Overview
This section contains information about the basic features and structure of the YTsaurus system.
Clusters
A YTsaurus cluster is a group of instances located in containers on physical hosts and operating as a unit.
Based on the tasks to be solved, clusters can be divided into:
- Computing clusters for massive parallel big data processing with MapReduce operations.
- Dynamic table clusters (key-value storage).
- Geodistributed clusters for coordination.
A YTsaurus computing cluster is able:
- To store exabytes of data.
- To use HDD, SDD, and RAM for data storage.
- To process data on hundreds of thousands of CPU cores.
- To solve machine learning problems on thousands of GPUs.
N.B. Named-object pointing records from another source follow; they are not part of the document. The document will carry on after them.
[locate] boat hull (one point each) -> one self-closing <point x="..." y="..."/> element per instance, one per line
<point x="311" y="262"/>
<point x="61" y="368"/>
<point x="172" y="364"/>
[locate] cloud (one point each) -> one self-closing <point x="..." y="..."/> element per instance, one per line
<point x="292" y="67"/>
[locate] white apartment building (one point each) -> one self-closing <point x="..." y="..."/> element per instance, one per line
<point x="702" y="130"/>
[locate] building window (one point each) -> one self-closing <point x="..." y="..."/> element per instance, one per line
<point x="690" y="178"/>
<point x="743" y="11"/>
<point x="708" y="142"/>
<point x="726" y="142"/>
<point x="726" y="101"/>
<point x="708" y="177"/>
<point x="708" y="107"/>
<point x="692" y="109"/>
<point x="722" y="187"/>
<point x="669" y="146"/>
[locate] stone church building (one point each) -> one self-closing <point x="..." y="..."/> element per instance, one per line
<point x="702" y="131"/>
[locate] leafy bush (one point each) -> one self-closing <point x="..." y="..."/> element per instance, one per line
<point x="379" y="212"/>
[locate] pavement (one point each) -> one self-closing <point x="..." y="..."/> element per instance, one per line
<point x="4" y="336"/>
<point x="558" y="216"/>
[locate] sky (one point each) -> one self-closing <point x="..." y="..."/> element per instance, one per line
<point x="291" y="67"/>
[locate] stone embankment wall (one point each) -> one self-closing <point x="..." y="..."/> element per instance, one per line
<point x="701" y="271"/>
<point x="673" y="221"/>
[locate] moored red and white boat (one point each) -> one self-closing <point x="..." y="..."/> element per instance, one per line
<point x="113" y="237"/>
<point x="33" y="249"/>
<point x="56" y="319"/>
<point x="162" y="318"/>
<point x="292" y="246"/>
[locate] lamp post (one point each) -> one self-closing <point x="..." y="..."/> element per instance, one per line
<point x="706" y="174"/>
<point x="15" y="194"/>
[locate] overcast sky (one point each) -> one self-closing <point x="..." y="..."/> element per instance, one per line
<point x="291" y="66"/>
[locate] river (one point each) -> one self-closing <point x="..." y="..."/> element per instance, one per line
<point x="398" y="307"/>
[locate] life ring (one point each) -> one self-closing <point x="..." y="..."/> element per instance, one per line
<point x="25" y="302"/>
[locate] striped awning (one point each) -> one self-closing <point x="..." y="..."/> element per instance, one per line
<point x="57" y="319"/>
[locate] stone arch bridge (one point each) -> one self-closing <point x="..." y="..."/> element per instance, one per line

- To store and process data from tens of thousands of platform tenants.
Architecture
The YTsaurus architecture contains three layers:
- Distributed file system and metadata storage: Cypress.
- Scheduler for distributed computing with MapReduce model support.
- High-level computing engines: YQL, CHYT, and SPYT.
Cypress
Cypress is a fault-tolerant tree-based storage whose capabilities can be briefly described as follows:
- A tree-like namespace with directories, tables, and files as nodes.
- Transparent sharding of large tabular data into chunks, enabling the table to be treated as a single entity without worrying too much about the details of its physical storage.
- Support for columnar and row-based storage mechanisms for tabular data.
- Support for compressed storage using various encoding codecs, such as lz4 and zstd, with varying levels of compression.
- Support for erasure coding using various erasure codecs with different control sum calculation strategies that have different redundancy parameters and allowable loss types.
- Expressive data schematization with support for hierarchical types and data sortedness signs.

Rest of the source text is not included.